Unsurprisingly, the supermarket price war has had its toll on chains such as Sainsburys and Morrisons, which are down by 30 per cent. However, Tesco has managed to outdo them with a 44 per cent drop, no doubt after the accounts fiasco in September.

And due to the staggering drop in Brent crude, Tullow stock plummeted.

But Tullow isnt the only company to suffer because of the sector. The weakness in oil and gas shares as a whole has sorely let down blue-chip companies.

According to Shore Capital strategist Gerard Lane, the price of crude will be key to the FTSE 100 in 2015: Ironically, the longer the oil price stays down, the better the global economy and the better the non-commodity related sectors of the market can perform.
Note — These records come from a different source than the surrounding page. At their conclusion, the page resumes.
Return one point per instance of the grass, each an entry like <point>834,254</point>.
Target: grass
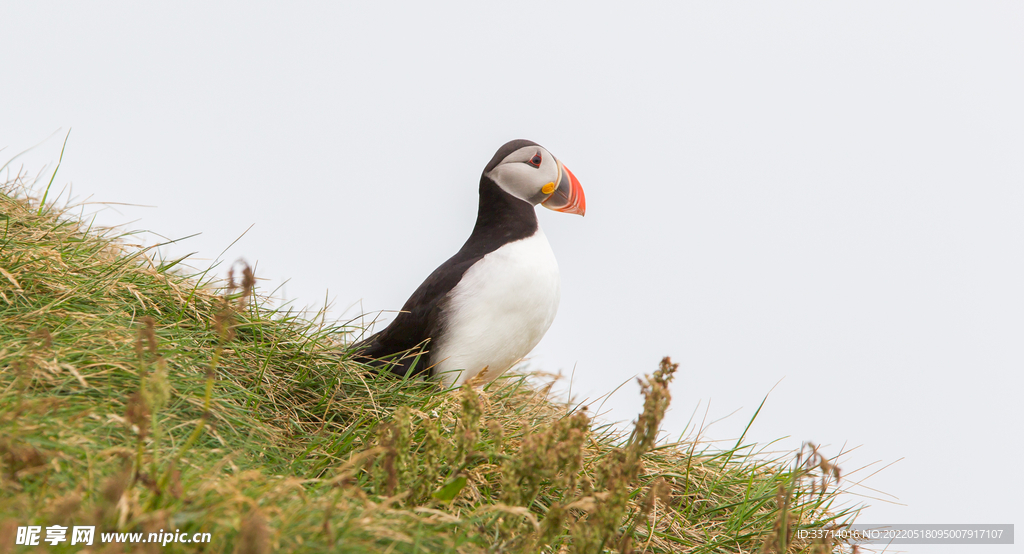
<point>137,397</point>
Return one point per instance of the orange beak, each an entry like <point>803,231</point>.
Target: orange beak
<point>568,197</point>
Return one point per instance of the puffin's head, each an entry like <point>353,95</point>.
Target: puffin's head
<point>528,172</point>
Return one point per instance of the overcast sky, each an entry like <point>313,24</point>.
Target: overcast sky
<point>824,196</point>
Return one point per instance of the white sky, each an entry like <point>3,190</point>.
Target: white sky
<point>828,195</point>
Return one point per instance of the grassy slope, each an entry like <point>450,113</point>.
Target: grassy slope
<point>134,398</point>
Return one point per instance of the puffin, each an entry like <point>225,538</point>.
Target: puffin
<point>489,304</point>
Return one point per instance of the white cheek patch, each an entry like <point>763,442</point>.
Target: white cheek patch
<point>523,180</point>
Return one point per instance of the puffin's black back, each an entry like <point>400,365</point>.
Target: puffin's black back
<point>501,219</point>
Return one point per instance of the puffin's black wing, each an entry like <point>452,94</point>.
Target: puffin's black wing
<point>419,321</point>
<point>501,219</point>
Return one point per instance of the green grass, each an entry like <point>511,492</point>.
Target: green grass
<point>137,397</point>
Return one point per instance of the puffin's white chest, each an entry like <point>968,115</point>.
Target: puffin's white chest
<point>499,311</point>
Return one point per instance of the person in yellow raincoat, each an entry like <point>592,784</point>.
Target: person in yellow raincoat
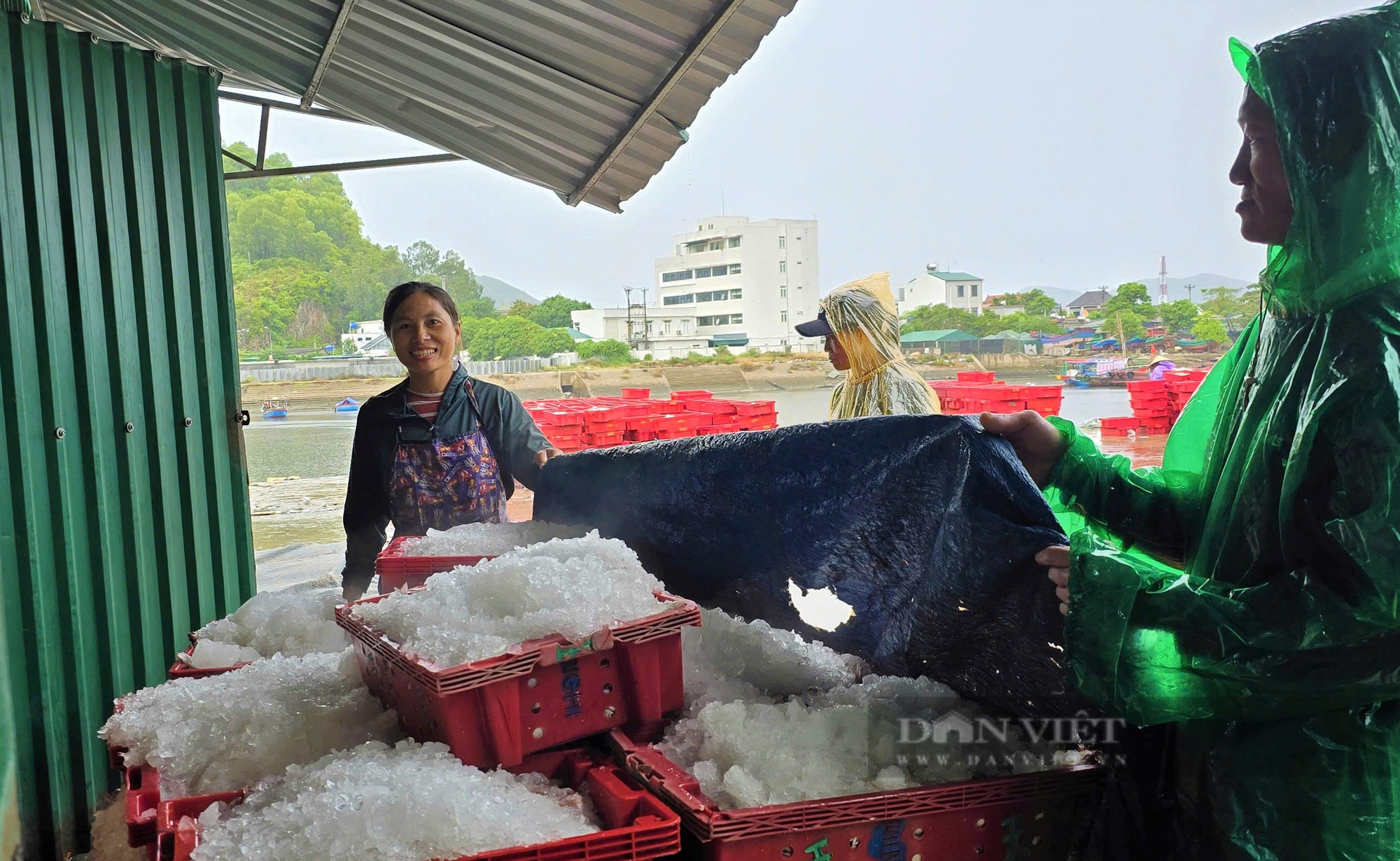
<point>1248,592</point>
<point>862,328</point>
But it probably means the FTSE 100 will lag global markets.

Taking the Footsie crown is Dizons Carphone with a 71 per cent rise over the year. This was all made possible by a merger with Carphone when rival Phones 4U went into administration. And lets not forget the TV sales ahead of the World Cup and Christmas.

The BG Group was also on a roll after news that the Egyptian government paid the company $350m as part of its aim to repay debts to the energy sector. And Qindell also had some good news. Its shares jumped highly needed after it lost 90 per cent of its value in 2014.

This spells out bad news for the UK, with the British index underperforming in the pan-European Stoxx 600, the Dow Industrial Average and the S&P 500, the two latter of which surged to record highs.